Dear Family and Friends:
My dad often said, while he was in the car driving down the street, "never follow an old man wearing a hat." He meant the old man wearing a hat, I'm sure. See my "old man" never tired of his love affair with the automobile. And, unlike most men when they reach their golden years, he never drove slowly. Living in South Florida used to drive him crazy. "How can these old men drive so poorly,” he used to say; and, "come on buddy, let's move it." Or, when stopped behind a geezer, when the light said “Go" and the geezer didn’t, dad would give an angry, “saddle up, partner!" My dad was a cowboy from the West side of Chicago.
My Grandfather was a terrible driver. I only knew this from what I heard. Whenever we were in his car my dad drove. I don't remember ever being in my grandfather's car with him actually driving. I got my license when I was seventeen and from that time on, I was everyone's designated driver (and they were always sober). My grandfather had an accident down in Miami Beach because he stepped on the gas instead of the brake. My dad couldn't believe it.

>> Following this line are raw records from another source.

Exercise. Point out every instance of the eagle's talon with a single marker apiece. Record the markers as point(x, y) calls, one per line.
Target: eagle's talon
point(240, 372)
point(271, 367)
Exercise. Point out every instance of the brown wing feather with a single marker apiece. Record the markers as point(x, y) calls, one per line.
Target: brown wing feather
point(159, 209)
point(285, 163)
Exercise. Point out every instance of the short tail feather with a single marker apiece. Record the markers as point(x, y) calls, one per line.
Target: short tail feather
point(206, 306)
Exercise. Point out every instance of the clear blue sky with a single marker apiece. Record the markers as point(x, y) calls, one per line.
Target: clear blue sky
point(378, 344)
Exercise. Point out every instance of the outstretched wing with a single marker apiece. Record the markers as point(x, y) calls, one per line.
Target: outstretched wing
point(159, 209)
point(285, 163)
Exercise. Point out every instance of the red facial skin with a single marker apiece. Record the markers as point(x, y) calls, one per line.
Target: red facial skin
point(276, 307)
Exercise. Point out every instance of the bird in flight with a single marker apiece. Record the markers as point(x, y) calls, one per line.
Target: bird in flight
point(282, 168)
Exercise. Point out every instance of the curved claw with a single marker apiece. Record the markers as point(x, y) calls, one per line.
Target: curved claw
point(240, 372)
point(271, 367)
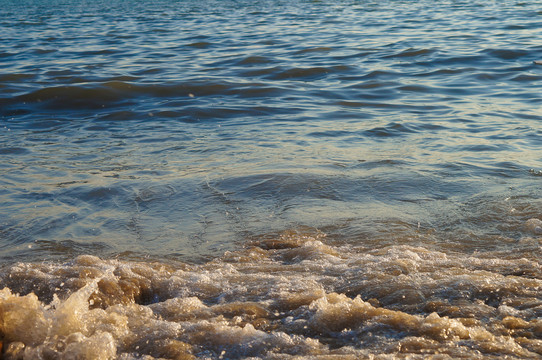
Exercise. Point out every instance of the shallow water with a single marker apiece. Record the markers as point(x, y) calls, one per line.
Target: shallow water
point(270, 179)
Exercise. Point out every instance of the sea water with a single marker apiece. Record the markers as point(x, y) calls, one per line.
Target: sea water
point(270, 179)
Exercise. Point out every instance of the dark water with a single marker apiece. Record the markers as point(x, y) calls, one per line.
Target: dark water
point(270, 179)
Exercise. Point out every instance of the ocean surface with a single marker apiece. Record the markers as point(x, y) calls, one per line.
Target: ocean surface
point(270, 179)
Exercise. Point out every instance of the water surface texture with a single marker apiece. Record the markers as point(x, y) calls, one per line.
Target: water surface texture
point(270, 179)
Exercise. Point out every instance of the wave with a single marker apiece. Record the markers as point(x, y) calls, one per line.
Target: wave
point(291, 295)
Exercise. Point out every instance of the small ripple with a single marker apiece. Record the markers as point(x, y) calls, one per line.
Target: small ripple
point(411, 53)
point(393, 129)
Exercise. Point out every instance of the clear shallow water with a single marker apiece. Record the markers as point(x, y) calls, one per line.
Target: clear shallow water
point(373, 143)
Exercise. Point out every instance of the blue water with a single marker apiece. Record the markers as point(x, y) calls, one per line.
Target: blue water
point(183, 128)
point(270, 179)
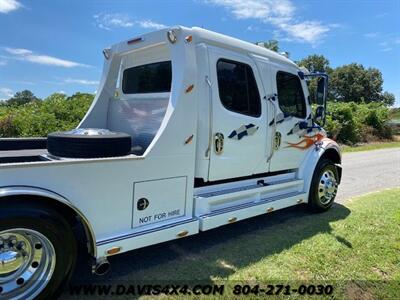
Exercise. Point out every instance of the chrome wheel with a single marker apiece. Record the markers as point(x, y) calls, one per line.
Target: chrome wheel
point(327, 187)
point(27, 262)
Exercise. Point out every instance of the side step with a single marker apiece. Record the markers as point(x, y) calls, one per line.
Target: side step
point(236, 213)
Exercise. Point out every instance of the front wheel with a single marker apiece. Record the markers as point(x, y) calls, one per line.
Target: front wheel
point(37, 252)
point(324, 186)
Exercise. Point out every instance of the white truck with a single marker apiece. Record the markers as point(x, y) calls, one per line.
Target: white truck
point(189, 130)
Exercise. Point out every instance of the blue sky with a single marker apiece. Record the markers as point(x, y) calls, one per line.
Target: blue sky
point(51, 46)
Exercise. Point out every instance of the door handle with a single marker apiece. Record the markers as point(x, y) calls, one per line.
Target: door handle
point(218, 143)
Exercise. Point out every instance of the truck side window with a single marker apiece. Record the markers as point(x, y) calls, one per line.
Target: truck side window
point(290, 95)
point(150, 78)
point(237, 87)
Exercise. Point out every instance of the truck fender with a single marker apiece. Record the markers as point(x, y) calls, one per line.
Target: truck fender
point(326, 149)
point(47, 194)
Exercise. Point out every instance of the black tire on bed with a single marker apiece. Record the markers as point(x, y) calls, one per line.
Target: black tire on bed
point(72, 145)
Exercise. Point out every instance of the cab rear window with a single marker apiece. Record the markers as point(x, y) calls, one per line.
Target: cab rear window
point(149, 78)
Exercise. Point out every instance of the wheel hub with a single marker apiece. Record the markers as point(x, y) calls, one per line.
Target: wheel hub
point(327, 188)
point(27, 261)
point(12, 254)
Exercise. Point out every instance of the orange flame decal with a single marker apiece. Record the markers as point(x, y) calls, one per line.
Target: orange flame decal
point(307, 141)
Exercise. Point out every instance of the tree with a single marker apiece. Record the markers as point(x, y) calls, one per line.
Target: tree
point(355, 83)
point(315, 63)
point(21, 98)
point(388, 98)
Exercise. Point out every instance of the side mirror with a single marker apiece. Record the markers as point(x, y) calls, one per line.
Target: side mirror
point(321, 91)
point(320, 115)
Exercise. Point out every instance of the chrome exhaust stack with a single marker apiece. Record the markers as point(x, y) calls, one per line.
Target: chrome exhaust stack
point(102, 267)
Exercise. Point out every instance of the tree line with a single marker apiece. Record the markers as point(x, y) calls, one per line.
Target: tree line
point(358, 108)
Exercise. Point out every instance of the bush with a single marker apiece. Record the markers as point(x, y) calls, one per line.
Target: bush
point(36, 119)
point(351, 123)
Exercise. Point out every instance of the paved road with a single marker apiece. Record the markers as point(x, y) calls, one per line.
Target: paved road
point(203, 257)
point(369, 171)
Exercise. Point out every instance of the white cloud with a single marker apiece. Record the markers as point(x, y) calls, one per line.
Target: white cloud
point(110, 21)
point(150, 24)
point(7, 6)
point(371, 35)
point(81, 81)
point(279, 13)
point(6, 93)
point(30, 56)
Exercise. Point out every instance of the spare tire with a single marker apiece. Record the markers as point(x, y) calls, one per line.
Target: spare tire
point(88, 143)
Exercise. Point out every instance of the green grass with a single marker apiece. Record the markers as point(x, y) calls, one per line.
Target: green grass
point(372, 146)
point(356, 248)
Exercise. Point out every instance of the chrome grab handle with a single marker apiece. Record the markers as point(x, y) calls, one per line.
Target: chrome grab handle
point(218, 143)
point(273, 131)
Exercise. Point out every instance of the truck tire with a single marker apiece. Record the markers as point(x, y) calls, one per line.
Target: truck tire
point(37, 252)
point(88, 143)
point(324, 186)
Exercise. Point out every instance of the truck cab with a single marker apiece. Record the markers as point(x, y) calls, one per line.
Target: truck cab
point(215, 130)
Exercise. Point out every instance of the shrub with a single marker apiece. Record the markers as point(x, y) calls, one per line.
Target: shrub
point(56, 113)
point(351, 123)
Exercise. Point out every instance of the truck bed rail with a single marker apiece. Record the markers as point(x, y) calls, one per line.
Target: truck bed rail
point(7, 144)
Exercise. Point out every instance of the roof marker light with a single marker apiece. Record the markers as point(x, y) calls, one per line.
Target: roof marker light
point(107, 53)
point(171, 36)
point(188, 39)
point(135, 40)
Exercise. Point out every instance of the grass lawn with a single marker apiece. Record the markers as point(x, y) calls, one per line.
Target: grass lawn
point(359, 255)
point(354, 247)
point(372, 146)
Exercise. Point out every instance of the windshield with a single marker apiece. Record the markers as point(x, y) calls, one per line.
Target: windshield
point(149, 78)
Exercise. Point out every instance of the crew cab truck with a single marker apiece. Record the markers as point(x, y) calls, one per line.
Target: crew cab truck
point(190, 130)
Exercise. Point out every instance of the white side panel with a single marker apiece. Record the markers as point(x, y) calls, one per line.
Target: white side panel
point(157, 201)
point(144, 239)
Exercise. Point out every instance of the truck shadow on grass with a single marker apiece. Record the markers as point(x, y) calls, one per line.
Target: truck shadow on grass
point(217, 253)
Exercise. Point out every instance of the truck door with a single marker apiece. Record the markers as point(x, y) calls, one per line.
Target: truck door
point(290, 142)
point(238, 142)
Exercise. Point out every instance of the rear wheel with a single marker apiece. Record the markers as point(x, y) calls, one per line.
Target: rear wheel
point(324, 186)
point(37, 252)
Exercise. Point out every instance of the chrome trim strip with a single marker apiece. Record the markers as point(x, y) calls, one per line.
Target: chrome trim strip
point(144, 232)
point(247, 205)
point(42, 192)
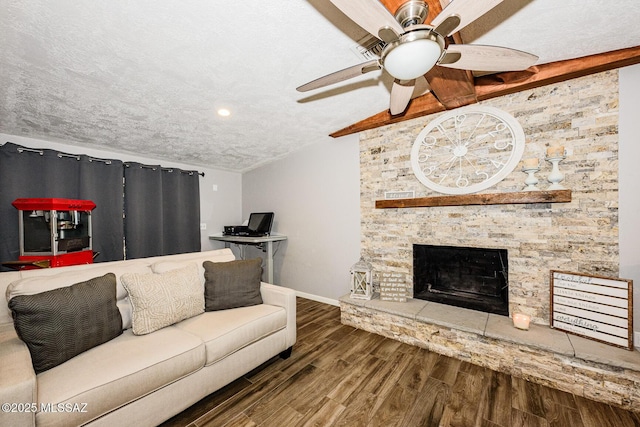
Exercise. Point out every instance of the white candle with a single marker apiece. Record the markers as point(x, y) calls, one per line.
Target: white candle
point(521, 321)
point(555, 151)
point(532, 163)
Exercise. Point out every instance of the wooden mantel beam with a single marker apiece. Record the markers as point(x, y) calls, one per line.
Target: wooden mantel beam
point(501, 84)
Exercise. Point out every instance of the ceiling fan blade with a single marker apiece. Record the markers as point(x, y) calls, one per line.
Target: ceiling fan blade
point(462, 13)
point(401, 92)
point(486, 58)
point(338, 76)
point(370, 15)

Well here's the thing. Why am I thinking about this? Perhaps it is because I have recently entered the ranks of the baby boomer army of retirees. I’m a card carrying Medicare member, actively depleting our national social security fund. Although that doesn't necessarily automatically place me in the geezer category, I ain't getting any younger. Juca sometimes accuses me of driving too slowly on the highway, and she's usually right, but that's not because of geezer-hood. That's because my mind wanders and I forget to watch the speedometer; just sometimes. She'll just say, "Ron" and I'll say something like, "did you ever think how different life would be if we didn't have to eat?" Or, "I wonder what Earl Beeler would say about the IPAD?" (Earl was our long-time camp maintenance man). Juca's response to such earth shattering questions would be, "Ron, watch your speed."
On the other hand, I find myself driving faster in the city than I ever did in my younger days. I can't stand red lights, so I'm always trying to make the next light. I'm a yellow-light, intersection-crossing master (or maniac). I hate the guy in front of me who slows down while the light is still green as if anticipating the pleasure of stopping when it turns red. It seems that I'm in a hurry even when I'm not in a hurry. I wonder if that will change with this retirement phase. I've heard retired people say to cashiers in grocery checkout lines, "take your time, I'm in no hurry," or, "I've got all the time in the world." Will I ever stop hating having to wait in line? Will I ever become that lolly-gagging, green-light slowing-down, time-to-burn person? I sure hope not.
But, if you ever find yourself following me down the street as I kick it up to 25 MPH, you'll probably notice that, at least, I'm not wearing a hat.